- Education: New York University (PhD);
- Scientific career
- Fields: Neuroscience
- Workplaces: Rutgers University
- Doctoral advisor: Marc Bornstein

= April A. Benasich =

American neuroscientist

April A. Benasich is an American neuroscientist. She is the Elizabeth H. Solomon Professor of Developmental Cognitive Neuroscience, director of the Infancy Studies Laboratory at the Center for Molecular and Behavioral Neuroscience, and director of the Carter Center for Neurocognitive Research and Professor of Neuroscience at Rutgers University. She is also a principal investigator within the National Science Foundation-funded Temporal Dynamics of Learning Center headquartered at the University of California, San Diego’s Institute for Neural Computation.

Benasich was the first to link early deficits in rapid auditory processing to later impairments in language and cognition, thus demonstrating that the ability to perform fine non-speech acoustic discriminations in early infancy is critically important to, and highly predictive of, language development in typically developing children as well as children at risk for language learning disorders. Her research also suggests that rapid auditory processing ability may be used to identify and remediate infants at highest risk of language delay and impairment regardless of risk status. and she has demonstrated that infants who played a training game developed to encourage them to focus on small aural differences developed more accurate acoustic maps than infants who were not exposed to the same intervention.

==Education==
Benasich received Ph.D.s from New York University in experimental/cognitive neuroscience and clinical psychology in 1987 and has a bachelor's of science degree in nursing and extensive medical experience in pediatrics. She completed her initial postdoctoral work at Johns Hopkins University School of Medicine, where she was a member of the Research Steering Committee of the Infant Health and Development Program funded by the Robert Wood Johnson Foundation, and a second postdoctoral fellowship under Paula Tallal at the Center for Molecular and Behavioral Neuroscience.

==Research==
Benasich's work has centered on the study of the early neural processes necessary for normal cognitive and language development and the impact of disordered processing in high risk or neurologically impaired infants. At New York University, Benasich and Marc Bornstein studied the relationship of infant behaviors such as attention, habituation and memory to later cognitive and linguistic activity. In her postdoctoral work at Johns Hopkins, she served on the Research Steering Committee for the Infant Health and Development Program, a large national randomized clinical trial of an early intervention program for low birth weight, premature infants.

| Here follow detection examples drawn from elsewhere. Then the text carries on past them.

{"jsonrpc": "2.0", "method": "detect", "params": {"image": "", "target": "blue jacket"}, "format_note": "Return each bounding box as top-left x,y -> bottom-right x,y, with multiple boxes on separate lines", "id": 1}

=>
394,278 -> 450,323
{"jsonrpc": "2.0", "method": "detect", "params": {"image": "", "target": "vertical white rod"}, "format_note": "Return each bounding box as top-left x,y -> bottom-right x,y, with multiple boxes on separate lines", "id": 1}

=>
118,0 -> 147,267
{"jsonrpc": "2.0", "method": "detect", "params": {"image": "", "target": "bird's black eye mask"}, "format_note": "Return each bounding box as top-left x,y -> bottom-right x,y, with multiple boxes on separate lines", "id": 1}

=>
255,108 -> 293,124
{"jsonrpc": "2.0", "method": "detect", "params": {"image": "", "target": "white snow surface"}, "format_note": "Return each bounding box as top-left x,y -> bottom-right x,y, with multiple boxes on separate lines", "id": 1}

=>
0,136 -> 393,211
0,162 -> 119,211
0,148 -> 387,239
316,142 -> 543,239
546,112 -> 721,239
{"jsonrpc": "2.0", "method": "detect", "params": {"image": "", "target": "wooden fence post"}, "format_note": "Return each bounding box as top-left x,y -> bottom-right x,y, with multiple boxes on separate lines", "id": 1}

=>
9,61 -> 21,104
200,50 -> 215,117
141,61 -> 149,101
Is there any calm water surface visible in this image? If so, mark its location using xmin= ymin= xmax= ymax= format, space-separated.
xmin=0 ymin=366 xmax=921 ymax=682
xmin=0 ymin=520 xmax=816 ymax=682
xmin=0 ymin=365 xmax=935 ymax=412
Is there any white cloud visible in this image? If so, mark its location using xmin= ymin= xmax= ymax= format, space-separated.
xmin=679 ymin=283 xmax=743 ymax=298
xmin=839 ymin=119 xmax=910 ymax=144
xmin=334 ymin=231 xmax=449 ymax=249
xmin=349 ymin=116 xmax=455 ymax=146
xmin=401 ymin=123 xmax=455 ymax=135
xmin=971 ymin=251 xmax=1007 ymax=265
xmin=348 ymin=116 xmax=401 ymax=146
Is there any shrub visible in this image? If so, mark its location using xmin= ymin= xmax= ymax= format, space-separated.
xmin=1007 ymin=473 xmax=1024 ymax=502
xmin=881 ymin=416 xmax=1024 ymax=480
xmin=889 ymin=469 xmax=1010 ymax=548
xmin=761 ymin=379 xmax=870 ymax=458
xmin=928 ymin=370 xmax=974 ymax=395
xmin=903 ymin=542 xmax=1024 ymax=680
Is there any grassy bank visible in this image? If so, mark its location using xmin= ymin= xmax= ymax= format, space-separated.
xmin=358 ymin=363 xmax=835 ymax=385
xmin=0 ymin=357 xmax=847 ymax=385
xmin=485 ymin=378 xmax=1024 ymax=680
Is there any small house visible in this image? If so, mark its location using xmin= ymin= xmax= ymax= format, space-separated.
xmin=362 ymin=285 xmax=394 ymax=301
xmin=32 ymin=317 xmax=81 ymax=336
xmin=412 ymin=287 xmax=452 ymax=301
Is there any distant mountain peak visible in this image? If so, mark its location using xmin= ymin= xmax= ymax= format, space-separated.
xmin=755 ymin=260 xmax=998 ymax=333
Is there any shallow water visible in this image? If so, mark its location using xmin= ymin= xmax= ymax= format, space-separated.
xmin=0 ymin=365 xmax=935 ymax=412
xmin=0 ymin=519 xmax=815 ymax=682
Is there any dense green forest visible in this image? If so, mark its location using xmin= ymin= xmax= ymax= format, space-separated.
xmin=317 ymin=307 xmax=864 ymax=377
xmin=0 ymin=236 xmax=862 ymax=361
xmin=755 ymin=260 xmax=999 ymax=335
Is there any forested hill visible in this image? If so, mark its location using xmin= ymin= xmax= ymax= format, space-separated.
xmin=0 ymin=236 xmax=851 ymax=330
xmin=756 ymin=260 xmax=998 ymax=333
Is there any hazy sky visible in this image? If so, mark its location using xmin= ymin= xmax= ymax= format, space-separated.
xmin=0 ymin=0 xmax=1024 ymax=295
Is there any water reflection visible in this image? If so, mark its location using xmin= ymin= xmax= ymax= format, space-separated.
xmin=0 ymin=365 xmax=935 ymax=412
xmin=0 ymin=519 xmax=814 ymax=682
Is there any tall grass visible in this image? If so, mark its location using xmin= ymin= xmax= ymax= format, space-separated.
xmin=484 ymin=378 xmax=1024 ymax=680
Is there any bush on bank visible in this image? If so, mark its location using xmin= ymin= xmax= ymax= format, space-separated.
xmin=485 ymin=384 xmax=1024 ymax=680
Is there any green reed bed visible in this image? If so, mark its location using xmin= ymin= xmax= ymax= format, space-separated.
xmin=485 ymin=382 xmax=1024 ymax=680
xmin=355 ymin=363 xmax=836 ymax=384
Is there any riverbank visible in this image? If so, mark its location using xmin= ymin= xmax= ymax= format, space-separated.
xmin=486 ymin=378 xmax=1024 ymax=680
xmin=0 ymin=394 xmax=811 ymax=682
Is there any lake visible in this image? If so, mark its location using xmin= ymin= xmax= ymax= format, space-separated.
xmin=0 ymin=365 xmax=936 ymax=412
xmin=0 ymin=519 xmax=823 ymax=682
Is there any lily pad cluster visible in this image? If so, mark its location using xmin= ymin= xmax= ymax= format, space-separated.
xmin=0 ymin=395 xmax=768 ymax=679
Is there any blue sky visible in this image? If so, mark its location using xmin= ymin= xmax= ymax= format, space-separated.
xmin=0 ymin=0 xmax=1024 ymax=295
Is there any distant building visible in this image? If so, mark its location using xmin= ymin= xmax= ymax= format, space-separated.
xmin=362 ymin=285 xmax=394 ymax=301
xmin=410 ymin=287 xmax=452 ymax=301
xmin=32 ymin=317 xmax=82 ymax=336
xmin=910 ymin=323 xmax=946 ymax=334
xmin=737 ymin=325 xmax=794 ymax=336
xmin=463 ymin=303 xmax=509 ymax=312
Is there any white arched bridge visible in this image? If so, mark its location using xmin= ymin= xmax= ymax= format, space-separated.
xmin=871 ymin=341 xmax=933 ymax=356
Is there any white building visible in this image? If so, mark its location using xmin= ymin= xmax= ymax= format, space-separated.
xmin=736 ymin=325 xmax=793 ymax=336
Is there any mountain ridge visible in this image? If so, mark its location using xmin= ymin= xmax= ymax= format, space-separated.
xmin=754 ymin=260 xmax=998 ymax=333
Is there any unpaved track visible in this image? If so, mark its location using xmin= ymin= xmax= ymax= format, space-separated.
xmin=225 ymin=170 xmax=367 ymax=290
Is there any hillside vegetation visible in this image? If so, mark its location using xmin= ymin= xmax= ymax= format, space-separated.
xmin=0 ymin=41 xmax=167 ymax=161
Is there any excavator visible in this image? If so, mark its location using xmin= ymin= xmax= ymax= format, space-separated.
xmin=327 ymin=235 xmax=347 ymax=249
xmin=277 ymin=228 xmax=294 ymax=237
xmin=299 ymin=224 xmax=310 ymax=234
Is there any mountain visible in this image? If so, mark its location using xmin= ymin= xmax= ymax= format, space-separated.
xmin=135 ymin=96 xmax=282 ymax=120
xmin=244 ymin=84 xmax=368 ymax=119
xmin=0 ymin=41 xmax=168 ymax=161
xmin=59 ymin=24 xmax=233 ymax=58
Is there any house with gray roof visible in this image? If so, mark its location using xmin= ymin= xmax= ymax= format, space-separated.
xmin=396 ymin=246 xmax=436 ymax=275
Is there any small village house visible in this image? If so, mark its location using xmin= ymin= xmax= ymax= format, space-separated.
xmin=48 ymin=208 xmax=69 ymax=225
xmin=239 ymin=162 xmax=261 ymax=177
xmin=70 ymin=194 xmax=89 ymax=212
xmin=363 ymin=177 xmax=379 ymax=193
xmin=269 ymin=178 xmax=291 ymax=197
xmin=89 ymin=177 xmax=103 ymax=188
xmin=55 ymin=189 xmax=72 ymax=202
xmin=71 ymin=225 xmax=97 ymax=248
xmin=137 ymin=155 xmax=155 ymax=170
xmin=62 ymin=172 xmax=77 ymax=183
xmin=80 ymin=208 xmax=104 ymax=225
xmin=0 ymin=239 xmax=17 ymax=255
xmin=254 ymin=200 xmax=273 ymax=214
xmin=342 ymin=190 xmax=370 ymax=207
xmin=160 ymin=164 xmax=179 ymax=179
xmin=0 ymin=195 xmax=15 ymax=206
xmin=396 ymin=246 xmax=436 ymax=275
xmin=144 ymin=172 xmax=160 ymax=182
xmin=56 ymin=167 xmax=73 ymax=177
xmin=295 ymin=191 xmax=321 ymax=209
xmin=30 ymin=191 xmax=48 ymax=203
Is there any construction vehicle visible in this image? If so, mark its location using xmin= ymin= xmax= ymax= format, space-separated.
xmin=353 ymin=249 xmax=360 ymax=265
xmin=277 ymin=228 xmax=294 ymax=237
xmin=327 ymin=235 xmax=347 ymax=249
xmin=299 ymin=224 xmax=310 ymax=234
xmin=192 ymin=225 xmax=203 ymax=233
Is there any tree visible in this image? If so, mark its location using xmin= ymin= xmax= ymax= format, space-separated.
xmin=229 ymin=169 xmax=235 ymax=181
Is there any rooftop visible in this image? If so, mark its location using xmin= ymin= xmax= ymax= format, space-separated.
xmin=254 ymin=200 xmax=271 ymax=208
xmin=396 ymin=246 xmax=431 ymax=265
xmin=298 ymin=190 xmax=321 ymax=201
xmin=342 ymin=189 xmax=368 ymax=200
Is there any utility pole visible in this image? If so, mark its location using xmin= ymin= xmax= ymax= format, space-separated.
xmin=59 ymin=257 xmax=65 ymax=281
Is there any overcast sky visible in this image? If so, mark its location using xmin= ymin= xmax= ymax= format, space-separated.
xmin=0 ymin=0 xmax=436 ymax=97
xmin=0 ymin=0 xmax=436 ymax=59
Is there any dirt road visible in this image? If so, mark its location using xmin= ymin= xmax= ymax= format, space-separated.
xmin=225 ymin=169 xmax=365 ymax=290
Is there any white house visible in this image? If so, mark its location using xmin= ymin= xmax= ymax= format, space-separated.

As a research associate at the Center for Molecular and Behavioral Neuroscience, Benasich developed a behavioral and electrocortical battery that permitted the assessment of rapid auditory temporal processing in infancy and its relationship to subsequent language outcomes. The resulting studies demonstrated that differences in infant discrimination of rapid auditory cues (a critical skill for decoding language) were related to differences in later language comprehension and production. At the Infancy Studies Laboratory, Benasich's research, involving more than 1000 children over fifteen years, has continued to focus on neural underpinnings of cognitive and language development as well as the development of temporally-bounded sensory information processing (shown to be a predictor of language impairment and dyslexia in older children). Her research has shown that the ability to perform fine-grained acoustic analyses in the tens of milliseconds time range in early infancy is critical to the decoding of the speech stream and the subsequent establishment of phonemic maps that support later language development. Currently, the Benasich lab is studying the evolution of infant brain waves (and oscillations) as infants process the critical timing cues important for the construction of prelinguistic acoustic maps that support language acquisition. Failure to efficiently process these timing cues can produce difficulties as language is set up, particularly in children with a family history of language learning issues. Studies from the Benasich lab suggest that behavioral intervention in young infants can support and enhance language mapping and rapid auditory processing abilities and that those changes endure.

Benasich has co-founded RAPT Ventures, a company whose goals are to facilitate technology transfer from the lab to the real world in order to optimize early brain development during the critical periods for early language. RAPT Ventures further progressed their goal by the creation of the RAPTbaby Smarter Sleep Sound Machine, designed to produce a soothing sound environment for infants. The creation of this machine is based on the continuation of Benasich's research, which found that exposing infants to passive auditory sounds increased their ability to efficiently process syllables.